There’s a small park locate a few blocks away from my house. One afternoon, after arriving home from a work shift, I decided to drive around the park once to gauge the mileage. The total distance came out to be a little more than one mile. So, if I run around the park three time times, then I’ll accumulate three miles each time I run, I thought as I drove to my house. And as an addition, my father, God rest his soul, had purchased some barbells for me eight years ago when I was too sick to go to the gym.

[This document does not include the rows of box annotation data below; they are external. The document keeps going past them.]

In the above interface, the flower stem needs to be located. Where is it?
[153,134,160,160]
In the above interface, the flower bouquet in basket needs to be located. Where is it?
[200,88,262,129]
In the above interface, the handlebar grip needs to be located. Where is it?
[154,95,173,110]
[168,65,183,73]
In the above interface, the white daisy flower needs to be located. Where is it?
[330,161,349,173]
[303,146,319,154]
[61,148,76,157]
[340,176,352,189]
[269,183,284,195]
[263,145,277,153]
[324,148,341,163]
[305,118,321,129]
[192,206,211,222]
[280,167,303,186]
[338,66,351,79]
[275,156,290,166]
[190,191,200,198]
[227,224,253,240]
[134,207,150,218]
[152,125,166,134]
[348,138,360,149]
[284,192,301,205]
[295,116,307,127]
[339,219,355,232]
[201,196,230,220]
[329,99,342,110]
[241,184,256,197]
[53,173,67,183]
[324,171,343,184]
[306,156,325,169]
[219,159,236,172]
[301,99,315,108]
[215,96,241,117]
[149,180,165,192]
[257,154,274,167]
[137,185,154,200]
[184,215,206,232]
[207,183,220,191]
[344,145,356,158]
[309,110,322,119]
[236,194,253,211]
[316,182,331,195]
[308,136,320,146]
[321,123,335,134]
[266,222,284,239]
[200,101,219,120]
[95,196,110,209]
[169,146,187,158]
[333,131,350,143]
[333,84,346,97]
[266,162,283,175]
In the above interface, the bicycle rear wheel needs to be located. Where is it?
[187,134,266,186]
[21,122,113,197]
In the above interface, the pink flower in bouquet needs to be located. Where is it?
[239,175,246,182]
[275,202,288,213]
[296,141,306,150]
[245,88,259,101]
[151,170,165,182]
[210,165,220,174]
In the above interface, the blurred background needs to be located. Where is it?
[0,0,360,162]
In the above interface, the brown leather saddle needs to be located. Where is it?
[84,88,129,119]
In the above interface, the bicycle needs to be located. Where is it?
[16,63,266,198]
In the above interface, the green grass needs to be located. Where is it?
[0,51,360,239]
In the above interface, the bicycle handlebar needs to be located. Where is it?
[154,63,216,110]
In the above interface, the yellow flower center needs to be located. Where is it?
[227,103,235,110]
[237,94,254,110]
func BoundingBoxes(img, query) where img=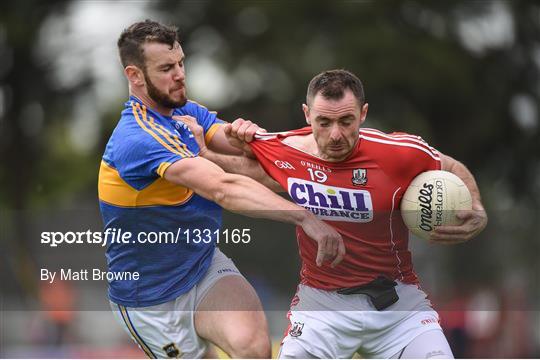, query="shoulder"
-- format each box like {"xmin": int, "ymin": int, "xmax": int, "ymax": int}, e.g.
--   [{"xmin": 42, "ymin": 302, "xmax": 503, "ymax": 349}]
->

Several months after the gym’s closure, Covid-19 has become an even more pervasive and destructive force in my state. But Covid-19 has not prevented me from experiencing the endorphin high that comes from continuous physical exertion. I run three times around the park about two times a week. After I’ve completed a run, I head down to my basement for a one hour-long weightlifting session, and then the endorphins surge through my body after my workout has been completed. I do still miss the gym though.
Before the advent of Covid-19 earlier this year, I was working full-time as a lead client services representative at my local hospital. I’m still employed by the hospital, earning enough of a salary to buy groceries before the sun rises on Sunday mornings, pay the mortgage on my house, and put some money away for a rainy day. I realize that millions of Americans, many of whom have lost their livelihood because of Covid-19, would most likely trade their situations for mine if given the opportunity. So right now I am grateful that I’m able to live basically the same existence in the midst of this terrible pandemic, for I know that it could be a lot worse.
But once the pandemic is put into the rear view mirror, I’m going to make it a point to live a more consequential life, one ambitious and grand enough to accommodate me and a lovely significant other.